Le 11 avril, la sentence impériale revint de la capitale : « Les lois de l’empire défendent très sévèrement la religion de Jésus. Cependant le sieur Augustin, prêtre de cette religion, a osé pénétrer clandestinement dans Nos États pour la prêcher en secret, séduire et tromper le peuple. Arrêté, il a reconnu la vérité du fait, il a tout avoué. Que le sieur Augustin ait la tête tranchée sur-le-champ et jetée dans le fleuve ».
Le 1er mai 1851, le gouverneur convoqua deux régiments. Toute la ville pensa à une expédition contre les brigands. En fait, il s’agissait de l’exécution d’Augustin Schoeffler. Le gouverneur voulait ainsi décourager toute tentative d’aide de la part des chrétiens. Quand on vint le chercher, le martyr manifesta une grande joie. Il jeta au loin ses sandales et emboîta le pas pieds nus à ses gardiens, tenant d’une main sa chaîne relevée pour marcher plus facilement. Les personnes présentes manifestaient leur admiration : « C’est un héros : il va à la mort comme à une fête ! Quel bel homme, quel air de bonté ! Comment le roi peut-il faire tuer de tels hommes ! ».
Arrivé au lieu du supplice, près des murs de la citadelle, le Martyr, entouré de l’imposante force armée et de la foule, s’agenouilla et pria un moment. À la demande du bourreau, qui semblait plus ému que lui, il se dénuda le torse et se laissa lier les mains dans le dos. Il leva les yeux au ciel et dit : « Ce que vous avez à faire, faites-le vite ». Quand cymbales et tambours retentirent, le bourreau abattit son sabre.
Après le départ des soldats, on revit ce qui s’était passé treize ans plus tôt après l’exécution de Jean-Charles Cornay : de nombreuses personnes – chrétiennes ou non – s’approchèrent pour tremper des morceaux de coton dans le sang du martyr. On vit même un mandarin récupérer une tunique blanche éclaboussée de sang : elle avait été placée par ses soins sur le lieu de l’exécution.
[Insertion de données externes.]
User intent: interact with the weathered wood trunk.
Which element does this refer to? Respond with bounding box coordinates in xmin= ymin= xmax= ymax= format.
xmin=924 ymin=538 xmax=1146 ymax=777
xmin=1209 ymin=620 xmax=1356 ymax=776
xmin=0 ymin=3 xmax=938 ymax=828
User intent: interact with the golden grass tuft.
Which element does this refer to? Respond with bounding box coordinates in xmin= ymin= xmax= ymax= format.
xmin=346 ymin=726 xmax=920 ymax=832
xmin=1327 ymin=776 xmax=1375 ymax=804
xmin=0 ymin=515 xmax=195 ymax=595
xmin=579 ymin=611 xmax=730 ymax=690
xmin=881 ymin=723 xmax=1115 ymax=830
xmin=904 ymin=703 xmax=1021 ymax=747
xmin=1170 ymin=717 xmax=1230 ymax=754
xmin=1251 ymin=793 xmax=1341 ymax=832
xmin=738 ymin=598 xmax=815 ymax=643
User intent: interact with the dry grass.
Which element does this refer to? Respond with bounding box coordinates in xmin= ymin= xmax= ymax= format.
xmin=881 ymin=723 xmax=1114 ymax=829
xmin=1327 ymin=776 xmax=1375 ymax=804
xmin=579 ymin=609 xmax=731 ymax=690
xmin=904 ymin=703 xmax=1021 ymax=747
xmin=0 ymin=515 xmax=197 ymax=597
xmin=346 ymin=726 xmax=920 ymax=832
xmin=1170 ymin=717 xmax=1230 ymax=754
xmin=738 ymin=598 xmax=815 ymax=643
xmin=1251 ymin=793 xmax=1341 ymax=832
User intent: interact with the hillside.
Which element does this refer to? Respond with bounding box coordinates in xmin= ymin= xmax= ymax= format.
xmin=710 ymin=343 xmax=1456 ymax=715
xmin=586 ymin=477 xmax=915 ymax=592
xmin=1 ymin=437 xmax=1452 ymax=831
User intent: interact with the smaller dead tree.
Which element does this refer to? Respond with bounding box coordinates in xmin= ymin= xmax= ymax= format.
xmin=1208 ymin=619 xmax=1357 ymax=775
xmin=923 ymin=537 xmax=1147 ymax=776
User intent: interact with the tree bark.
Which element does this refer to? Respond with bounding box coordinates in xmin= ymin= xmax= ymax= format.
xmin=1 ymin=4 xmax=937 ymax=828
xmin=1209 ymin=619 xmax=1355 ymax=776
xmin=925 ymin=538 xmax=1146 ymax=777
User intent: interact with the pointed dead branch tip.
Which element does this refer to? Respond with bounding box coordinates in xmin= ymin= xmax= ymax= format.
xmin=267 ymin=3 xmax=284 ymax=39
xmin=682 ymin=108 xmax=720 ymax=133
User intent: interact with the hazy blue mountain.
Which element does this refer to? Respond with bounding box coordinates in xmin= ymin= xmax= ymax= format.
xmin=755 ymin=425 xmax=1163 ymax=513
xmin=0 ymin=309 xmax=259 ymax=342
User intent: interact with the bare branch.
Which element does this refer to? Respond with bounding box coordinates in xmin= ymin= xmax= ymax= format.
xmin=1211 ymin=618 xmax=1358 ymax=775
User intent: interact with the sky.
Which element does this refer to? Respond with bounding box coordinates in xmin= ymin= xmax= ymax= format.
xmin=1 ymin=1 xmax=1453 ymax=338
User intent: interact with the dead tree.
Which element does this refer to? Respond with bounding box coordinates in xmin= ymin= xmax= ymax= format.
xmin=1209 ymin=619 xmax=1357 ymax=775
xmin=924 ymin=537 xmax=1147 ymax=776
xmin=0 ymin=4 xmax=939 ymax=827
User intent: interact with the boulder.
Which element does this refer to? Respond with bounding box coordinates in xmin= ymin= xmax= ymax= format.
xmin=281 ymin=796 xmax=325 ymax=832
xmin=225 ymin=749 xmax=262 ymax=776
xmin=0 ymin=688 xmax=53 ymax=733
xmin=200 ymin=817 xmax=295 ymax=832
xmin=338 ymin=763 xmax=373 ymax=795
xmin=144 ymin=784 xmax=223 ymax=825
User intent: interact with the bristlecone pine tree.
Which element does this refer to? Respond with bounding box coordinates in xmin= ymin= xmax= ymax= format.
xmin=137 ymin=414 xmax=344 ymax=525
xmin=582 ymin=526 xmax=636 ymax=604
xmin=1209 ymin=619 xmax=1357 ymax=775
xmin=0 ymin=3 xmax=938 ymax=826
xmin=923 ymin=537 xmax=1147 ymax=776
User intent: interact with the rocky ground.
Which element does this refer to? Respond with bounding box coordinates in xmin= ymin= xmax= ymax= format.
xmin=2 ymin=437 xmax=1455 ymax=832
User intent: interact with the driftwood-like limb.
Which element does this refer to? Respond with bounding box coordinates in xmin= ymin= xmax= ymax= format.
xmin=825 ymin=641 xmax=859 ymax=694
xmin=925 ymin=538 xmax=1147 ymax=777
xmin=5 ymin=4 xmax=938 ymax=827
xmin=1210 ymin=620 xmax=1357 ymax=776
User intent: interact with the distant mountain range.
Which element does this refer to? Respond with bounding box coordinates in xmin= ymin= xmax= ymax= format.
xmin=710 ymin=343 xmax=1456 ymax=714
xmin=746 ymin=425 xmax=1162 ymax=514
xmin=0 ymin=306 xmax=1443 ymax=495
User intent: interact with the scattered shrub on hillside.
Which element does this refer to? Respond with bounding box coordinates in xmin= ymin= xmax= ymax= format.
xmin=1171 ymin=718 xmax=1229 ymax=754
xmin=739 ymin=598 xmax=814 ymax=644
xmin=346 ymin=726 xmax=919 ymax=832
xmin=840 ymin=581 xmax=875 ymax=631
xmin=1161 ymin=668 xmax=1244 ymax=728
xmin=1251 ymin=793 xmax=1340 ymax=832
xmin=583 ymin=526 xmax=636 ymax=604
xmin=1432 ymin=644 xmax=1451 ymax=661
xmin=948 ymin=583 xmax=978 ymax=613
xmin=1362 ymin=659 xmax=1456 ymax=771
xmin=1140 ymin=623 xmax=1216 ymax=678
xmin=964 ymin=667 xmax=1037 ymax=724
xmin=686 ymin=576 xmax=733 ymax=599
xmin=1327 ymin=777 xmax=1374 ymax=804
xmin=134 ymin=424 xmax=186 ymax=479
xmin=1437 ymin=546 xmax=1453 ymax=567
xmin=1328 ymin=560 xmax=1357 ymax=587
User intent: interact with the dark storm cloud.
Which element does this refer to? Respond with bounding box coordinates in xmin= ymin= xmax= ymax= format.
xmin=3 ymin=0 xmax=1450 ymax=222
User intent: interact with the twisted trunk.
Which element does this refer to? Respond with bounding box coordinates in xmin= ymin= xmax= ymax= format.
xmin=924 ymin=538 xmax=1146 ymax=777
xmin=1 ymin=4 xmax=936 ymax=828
Il reçut plusieurs coups de rotin en châtiment de cette manifestation indigne d’un fonctionnaire de l’empire, mais il emporta chez lui la tunique.
En exécution de la sentence, des soldats jetèrent la tête du martyr dans le fleuve Rouge. Elle ne fut jamais retrouvée. Le corps fut inhumé sur place, selon la loi, dans un cercueil que les chrétiens avaient préparé. Deux jours plus tard, ils l’exhumaient discrètement et allaient le réinhumer dans un village chrétien.
Augustin Schoeffler mourut à l’âge de 29 ans, trois ans après son arrivée dans sa mission du Tonkin. Il fut le premier missionnaire victime de la deuxième vague de persécution du Vietnam, menée par l’empereur Tu Duc, qui fera encore plus de victimes que la première, celle de Minh Mang.
Le décret d’introduction pour sa cause de Béatification est daté du 24 septembre 1857. Le bref de Béatification est signé par le pape Léon XIII le 7 mai 1900, et les solennités furent célébrées le 27 du même mois, à Saint-Pierre de Rome.
Augustin Schoeffler, désormais saint patron du Séminaire de Metz, a été canonisé le 16 juin 1988 par le pape Jean-Paul II. Les saints martyrs du Vietnam sont honorés le 24 novembre.